I will write you down the general procedure for a quartic of the form

$$ax^4 + bx^3 + cx^2 + dx + e = 0$$

And leave you the easy maths behind.

Define the following quantities

$$P = 8ac - 3b^2$$

$$Q = b^3 + 8da - 4abc$$

$$R = c^2 - 3bd + 12 ae$$

$$S = 64a^3e - 16a^2c^2 + 16ab^2c - 16 a^2bd - 3b^4$$

Define other elements

$$U = \frac{P}{8a^2}$$

$$V = \frac{Q}{8a^3}$$

$$Y = 2c^3 - 9bcd + 27b^2e - 27ad^2 - 27ace$$

$$Z = \sqrt[3]{\frac{Y + \sqrt{Y^2 - 4R^2}}{2}}$$

$$W = \frac{1}{2} \sqrt{-\frac{2U}{3} + \frac{1}{3a} \left( Z + \frac{R}{Z}\right) }$$

Final Solutions (note: only two of them will be real, in your case)

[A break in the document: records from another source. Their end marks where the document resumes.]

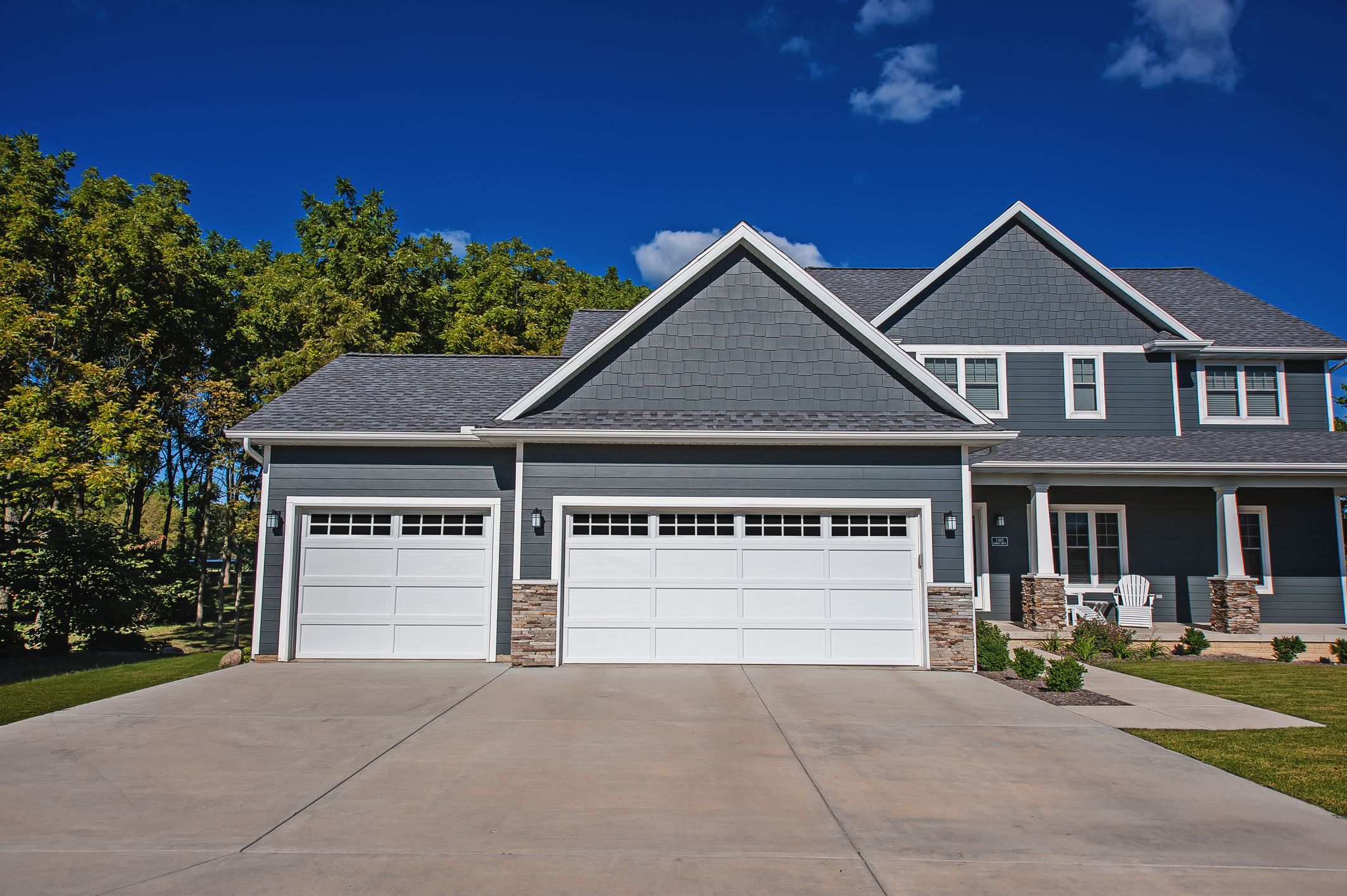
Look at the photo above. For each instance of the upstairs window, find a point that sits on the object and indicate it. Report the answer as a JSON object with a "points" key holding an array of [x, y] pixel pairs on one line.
{"points": [[1246, 394], [978, 379], [1085, 387]]}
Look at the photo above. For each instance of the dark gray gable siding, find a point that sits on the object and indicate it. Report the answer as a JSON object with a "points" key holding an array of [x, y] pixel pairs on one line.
{"points": [[741, 472], [392, 473], [1307, 399], [739, 340], [1172, 542], [1139, 397], [1017, 291]]}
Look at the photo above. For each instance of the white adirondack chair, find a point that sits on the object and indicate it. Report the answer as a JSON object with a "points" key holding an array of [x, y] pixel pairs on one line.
{"points": [[1078, 609], [1134, 602]]}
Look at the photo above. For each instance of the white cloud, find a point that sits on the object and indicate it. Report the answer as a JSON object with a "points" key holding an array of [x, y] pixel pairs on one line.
{"points": [[671, 249], [881, 13], [458, 239], [805, 47], [1182, 40], [906, 93]]}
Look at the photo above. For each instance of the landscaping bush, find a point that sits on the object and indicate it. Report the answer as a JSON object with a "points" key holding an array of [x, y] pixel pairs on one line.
{"points": [[993, 647], [80, 578], [1193, 642], [1065, 675], [1028, 664], [1288, 647]]}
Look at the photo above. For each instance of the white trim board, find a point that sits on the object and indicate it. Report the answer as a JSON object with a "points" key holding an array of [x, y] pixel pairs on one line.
{"points": [[744, 236], [298, 504], [1034, 223]]}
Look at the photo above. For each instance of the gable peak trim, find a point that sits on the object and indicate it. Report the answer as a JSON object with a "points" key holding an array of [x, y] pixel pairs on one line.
{"points": [[1040, 228], [744, 235]]}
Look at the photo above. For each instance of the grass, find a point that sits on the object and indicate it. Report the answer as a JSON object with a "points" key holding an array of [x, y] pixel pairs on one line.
{"points": [[25, 700], [1306, 763]]}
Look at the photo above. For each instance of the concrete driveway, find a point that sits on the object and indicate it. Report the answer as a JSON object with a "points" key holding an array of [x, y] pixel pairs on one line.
{"points": [[444, 778]]}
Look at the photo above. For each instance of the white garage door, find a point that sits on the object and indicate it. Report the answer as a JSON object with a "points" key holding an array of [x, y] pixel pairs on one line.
{"points": [[395, 585], [742, 588]]}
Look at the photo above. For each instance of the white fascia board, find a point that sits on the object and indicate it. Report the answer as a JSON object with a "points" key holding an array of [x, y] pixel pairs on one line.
{"points": [[303, 437], [1044, 231], [742, 437], [744, 235]]}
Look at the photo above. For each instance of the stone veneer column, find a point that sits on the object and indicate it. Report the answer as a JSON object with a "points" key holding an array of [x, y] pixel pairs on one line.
{"points": [[1234, 604], [532, 624], [1043, 602], [950, 623]]}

$$x_{1,\ 2} = -\frac{b}{4a} - W \pm \sqrt{-4W^2 - 2U + \frac{V}{W}}$$

$$x_{3,\ 4} = -\frac{b}{4a} + W \pm \sqrt{-4W^2 - 2U - \frac{V}{W}}$$

NOTICE In your case $\color{red}{d = 0}$ which simplifies a bit the resolvent.

Answer 2

Let $u = x^2-x+1$, $v = x+1$ and $\lambda = \sqrt{\frac{u}{v}}$, we have

$$\begin{align}u + v & = (x^2-x+1) + (x + 1) = x^2 + 2 \\ &= 4\sqrt{x^3+1} = 4\sqrt{(x+1)(x^2-x+1)}\\ &= 4\sqrt{uv}\end{align}$$ This leads to

$$\lambda^2 + 1 = 4\lambda \implies \lambda = 2 \color{red}{\pm} \sqrt{3}$$ As a result, $$\begin{align} &x^2 - x + 1 = \lambda^2 (x+1) = (7\color{red}{\pm} 4\sqrt{3})(x+1)\\ \iff & x^2 - (8 \color{red}{\pm} 4\sqrt{3})x = (6\color{red}{\pm} 4\sqrt{3})\\ \iff & (x - (4 \color{red}{\pm} 2\sqrt{3}))^2 = (4 \color{red}{\pm} 2\sqrt{3})^2 + (6 \color{red}{\pm} 4\sqrt{3}) = 34 \color{red}{\pm} 20\sqrt{3}\\ \implies & x = 4 \color{red}{\pm} 2\sqrt{3} \color{blue}{\pm} \sqrt{34 \color{red}{\pm} 20\sqrt{3}} \end{align}$$ Notice $34-20\sqrt{3} \approx -0.651 < 0$. For real $x$, the red $\color{red}{\pm}$ sign need to be $+$. This leaves us with

$$x = 4 + 2\sqrt{3} \color{blue}{\pm} \sqrt{34 + 20\sqrt{3}}$$

Answer 3

HINT.-The given answer is root of the quadratic equation $$x^2-2(4+2\sqrt3)x+c=0$$ where $c$ is certain constant. It follows $$x=4+2\sqrt3\pm\sqrt{{(4+2\sqrt3)^2-c}}=4+2\sqrt3\pm\sqrt{34+20\sqrt3}$$ You get so the value of $c$ from which you can verify the solution.